Abstract

Photoinduced charge carrier dynamics studies in lead halide perovskites helps in explaining key processes like carrier trapping, diffusion and multiexciton dynamics etc. which are of importance to understand the fate of excitons. In the present study, we investigate the dynamics in methylammonium lead bromide perovskite nanocrystals under low and high pump intensity to study hot carrier cooling mechanisms. The single exciton studies conducted under low pump fluences (<N> = 0.3) revealed slow carrier decay with a significant fraction of >1 ns decay times as expected due to long radiative carrier recombination times. This also indicated that fast carrier trapping does not occur as evidenced by absence of any fast decay components.

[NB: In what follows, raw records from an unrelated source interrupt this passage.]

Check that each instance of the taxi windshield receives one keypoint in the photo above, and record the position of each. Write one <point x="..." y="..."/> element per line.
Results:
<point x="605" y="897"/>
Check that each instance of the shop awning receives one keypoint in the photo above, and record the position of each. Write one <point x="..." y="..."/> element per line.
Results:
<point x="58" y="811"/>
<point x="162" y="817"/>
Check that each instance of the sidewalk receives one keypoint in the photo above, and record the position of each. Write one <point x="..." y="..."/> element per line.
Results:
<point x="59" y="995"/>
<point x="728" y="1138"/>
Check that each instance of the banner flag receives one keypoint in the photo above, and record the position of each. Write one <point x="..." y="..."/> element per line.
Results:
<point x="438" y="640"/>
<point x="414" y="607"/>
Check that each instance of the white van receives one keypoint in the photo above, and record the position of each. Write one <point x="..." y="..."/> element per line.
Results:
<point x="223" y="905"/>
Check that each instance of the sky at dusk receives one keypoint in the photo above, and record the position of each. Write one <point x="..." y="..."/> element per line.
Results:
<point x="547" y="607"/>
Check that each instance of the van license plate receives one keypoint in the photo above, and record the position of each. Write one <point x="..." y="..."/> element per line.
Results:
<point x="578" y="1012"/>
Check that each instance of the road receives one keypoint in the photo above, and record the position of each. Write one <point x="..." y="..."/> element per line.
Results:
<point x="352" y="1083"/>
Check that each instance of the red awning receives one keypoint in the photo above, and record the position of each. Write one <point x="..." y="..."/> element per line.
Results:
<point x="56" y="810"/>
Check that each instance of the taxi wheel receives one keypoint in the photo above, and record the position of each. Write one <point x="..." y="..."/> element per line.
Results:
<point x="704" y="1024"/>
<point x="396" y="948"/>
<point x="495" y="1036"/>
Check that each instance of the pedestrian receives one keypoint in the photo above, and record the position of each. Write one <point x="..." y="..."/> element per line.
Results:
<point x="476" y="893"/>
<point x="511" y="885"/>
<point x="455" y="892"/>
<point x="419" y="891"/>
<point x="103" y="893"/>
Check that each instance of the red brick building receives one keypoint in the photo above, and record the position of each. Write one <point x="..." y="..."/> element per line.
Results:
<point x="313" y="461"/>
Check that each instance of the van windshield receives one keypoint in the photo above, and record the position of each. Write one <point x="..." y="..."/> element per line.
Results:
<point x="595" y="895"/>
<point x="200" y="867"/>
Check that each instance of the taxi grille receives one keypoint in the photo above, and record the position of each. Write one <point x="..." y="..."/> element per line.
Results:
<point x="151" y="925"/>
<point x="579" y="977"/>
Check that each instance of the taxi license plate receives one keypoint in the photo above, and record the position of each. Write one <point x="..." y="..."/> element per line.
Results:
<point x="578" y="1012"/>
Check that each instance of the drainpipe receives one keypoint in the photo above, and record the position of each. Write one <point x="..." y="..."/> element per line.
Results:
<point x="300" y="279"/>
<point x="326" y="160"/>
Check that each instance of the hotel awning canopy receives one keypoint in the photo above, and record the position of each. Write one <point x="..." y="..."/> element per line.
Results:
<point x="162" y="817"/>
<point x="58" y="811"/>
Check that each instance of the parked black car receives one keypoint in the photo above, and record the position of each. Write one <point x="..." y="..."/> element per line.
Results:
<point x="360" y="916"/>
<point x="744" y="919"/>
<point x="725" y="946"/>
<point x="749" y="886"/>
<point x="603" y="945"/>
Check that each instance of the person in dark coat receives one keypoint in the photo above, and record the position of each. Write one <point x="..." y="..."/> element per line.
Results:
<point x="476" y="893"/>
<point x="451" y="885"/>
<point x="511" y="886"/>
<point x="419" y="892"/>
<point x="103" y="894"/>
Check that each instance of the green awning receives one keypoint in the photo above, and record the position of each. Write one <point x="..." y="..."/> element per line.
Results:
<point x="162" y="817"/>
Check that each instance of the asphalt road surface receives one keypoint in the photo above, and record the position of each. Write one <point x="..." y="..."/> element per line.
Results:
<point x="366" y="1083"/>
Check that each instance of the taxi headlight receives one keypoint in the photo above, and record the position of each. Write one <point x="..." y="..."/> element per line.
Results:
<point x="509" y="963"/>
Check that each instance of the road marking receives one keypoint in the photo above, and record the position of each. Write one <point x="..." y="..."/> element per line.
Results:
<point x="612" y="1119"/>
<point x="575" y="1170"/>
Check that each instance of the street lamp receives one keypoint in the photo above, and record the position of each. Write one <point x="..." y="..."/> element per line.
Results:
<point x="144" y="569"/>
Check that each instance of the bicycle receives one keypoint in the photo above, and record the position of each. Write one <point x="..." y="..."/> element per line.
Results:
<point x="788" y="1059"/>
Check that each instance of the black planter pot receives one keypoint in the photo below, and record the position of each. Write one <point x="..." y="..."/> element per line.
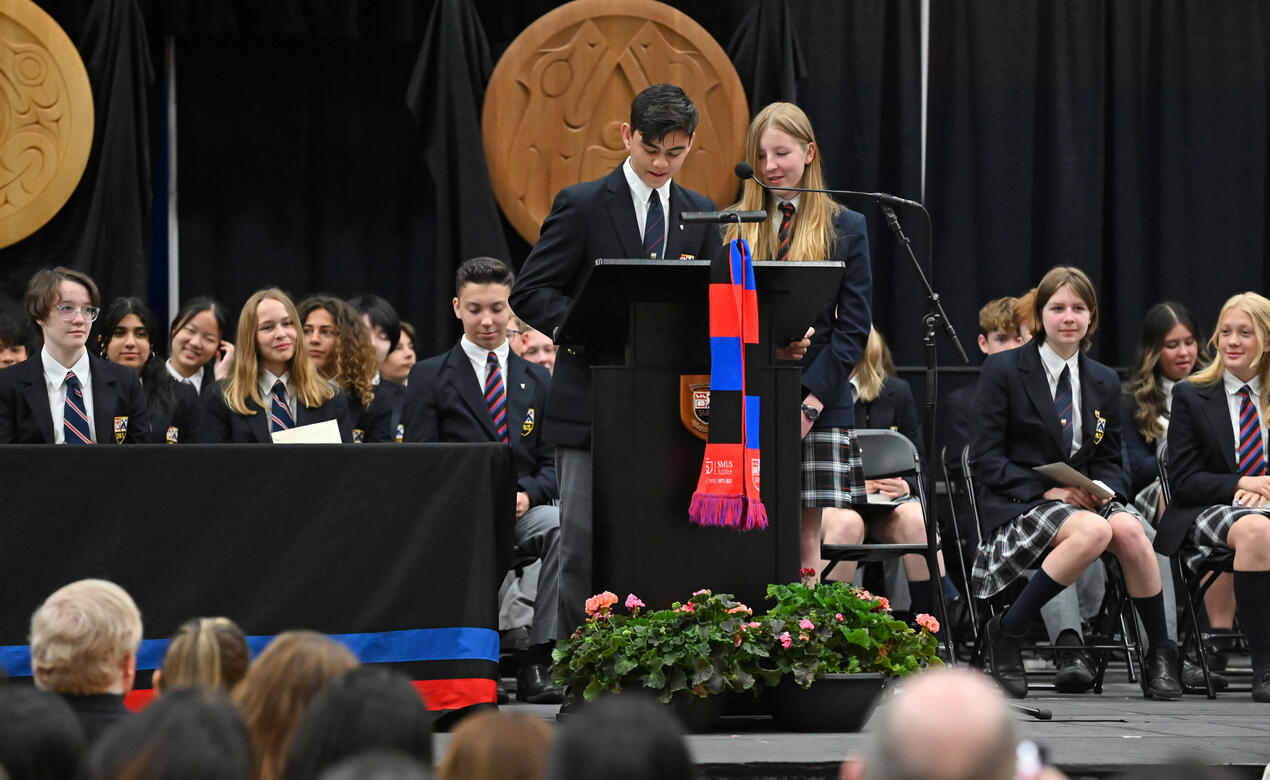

The hot carrier (HC) cooling mechanisms were verified by studying carrier density dependence of carrier temperature decays as extracted from the higher energy part of exciton bleach. These studies revealed a very fast cooling of ∼150 fs under low carrier density 1.5 × 1017/ cm3. However additional experiments under higher carrier densities of ∼1018-1019/cm3 showed a very slow carrier temperature decay with decay time ∼100 ps for the highest intensity investigated. The analysis of hot carrier lifetimes revealed Auger heating and acoustic phonon up-conversion as reason for hot carrier relaxations at higher intensities. Additionally, we carried out experiments under hole quencher, we found lower initial carrier temperatures and faster decay indicating highly efficient hole transfer to the quencher in a time scale faster than cooling of carrier at higher intensities. These results hint at possibility of molecular design for enabling efficient hot carrier extraction from these Quantum Dots (QDs).